Epistémologie de la créativité*

Il n’est pas très compliqué de saisir l’origine étymologique de cette audacieuse construction néologistique qu'est la simplexité. (Une création tout droit issue de la simplicité et de la complexité).

Rassurez-vous, j’emploie des mots qui font peur juste pour vous faire peur. Mais j’arrête à partir de cette ligne. En fait, si l’on regarde au-delà de l’apparente complexité des termes, les choses sont assez simples. Et c’est précisément cela qui nous intéresse ici.

Mais j'arrête, j'ai dit.

Tout d’abord, familiarisons-nous avec le mot « simplexité ». Juste le mot.

Simplexité. Simple excité. Simplexe… plexité, flexe, vexe… mais aussi : simplet, replet, plaît.
Prenons le temps de sentir chaque micro mouvement que ce mot impose à notre langue.

Il y a quelque chose de pesant et de crochu dans ce mot.

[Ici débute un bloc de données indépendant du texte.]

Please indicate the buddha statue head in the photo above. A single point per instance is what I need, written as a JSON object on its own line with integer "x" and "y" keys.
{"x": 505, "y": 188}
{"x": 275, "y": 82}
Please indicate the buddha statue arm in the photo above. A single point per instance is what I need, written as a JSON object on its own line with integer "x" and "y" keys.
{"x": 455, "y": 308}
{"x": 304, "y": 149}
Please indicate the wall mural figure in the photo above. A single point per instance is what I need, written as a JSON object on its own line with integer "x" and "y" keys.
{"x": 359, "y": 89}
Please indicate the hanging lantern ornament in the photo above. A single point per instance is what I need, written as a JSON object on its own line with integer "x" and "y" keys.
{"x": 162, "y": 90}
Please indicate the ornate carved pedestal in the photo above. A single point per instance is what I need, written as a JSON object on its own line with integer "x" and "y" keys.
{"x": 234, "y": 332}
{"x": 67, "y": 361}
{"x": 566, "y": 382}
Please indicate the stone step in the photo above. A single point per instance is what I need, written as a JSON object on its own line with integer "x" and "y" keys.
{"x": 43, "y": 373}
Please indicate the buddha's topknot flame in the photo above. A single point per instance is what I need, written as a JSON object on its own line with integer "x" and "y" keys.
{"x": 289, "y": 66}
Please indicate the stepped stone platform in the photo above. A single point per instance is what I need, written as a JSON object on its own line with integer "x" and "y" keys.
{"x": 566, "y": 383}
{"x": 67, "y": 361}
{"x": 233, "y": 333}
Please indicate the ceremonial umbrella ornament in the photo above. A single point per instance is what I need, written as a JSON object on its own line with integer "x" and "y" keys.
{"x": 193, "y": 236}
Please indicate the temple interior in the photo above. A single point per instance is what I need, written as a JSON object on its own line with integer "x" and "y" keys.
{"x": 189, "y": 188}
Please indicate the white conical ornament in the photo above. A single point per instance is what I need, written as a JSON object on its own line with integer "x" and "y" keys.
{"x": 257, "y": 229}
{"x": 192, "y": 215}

Quelque chose de lourd et de long qui peine à s’élever - dans le son « simp » , « sss » étendu, serpentant ; « im » long et trainant ; « p » tombant - et quelque chose, au contraire, de très envolé, de vif et de fugace, d’échappé, d’insaisissable, de retord, de coquin  – dans le son « plexe », « pl » est souple, mobile, agile, « ex » est coupant.
On ne sait lequel des deux aspects l’emporte, au final. Est-ce que cela termine au raz du sol, entièrement dévoué à la saisie mentale, ou bien haut dans les airs, virevoltant, insaisissable, disparaissant. On ne sait pas. Cela dépend.
De quoi ?
Cela dépend…

Simplexité.

Au-delà de son goût et une fois passée la sensation du mot, il convient d’ouvrir la porte sur ce que peut être la simplexité. Plus qu’un mot, un son ou une sensation, c’est un univers. Un concept.

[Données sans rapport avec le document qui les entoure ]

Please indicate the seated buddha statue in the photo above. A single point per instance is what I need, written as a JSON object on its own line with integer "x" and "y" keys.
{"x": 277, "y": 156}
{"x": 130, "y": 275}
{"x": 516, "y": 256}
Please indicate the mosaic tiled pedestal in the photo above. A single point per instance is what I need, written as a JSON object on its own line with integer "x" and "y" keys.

Un concept qui peut être envisagé, dans un premier temps, comme une « sublimation de la complexité ».

Je m’explique. Tout d'abord, débarrassons la table pour pouvoir y poser nos hypothèses.

Posons comme hypothèse de départ qu’une  chose simple est "élémentaire" (c’est-à-dire constituée d’un seul élément- dans la mesure du possible, ou de très peu d’éléments) et qu’une chose complexe est « composée » de tant d’éléments que sa décomposition – son analyse- semble impossible. 

Posons également que le processus de « comprendre » une chose complexe consiste, dans un premier temps, à « analyser », c’est-à-dire « décomposer » cette chose en autant d’éléments que l’on pourra cerner avec pertinence. 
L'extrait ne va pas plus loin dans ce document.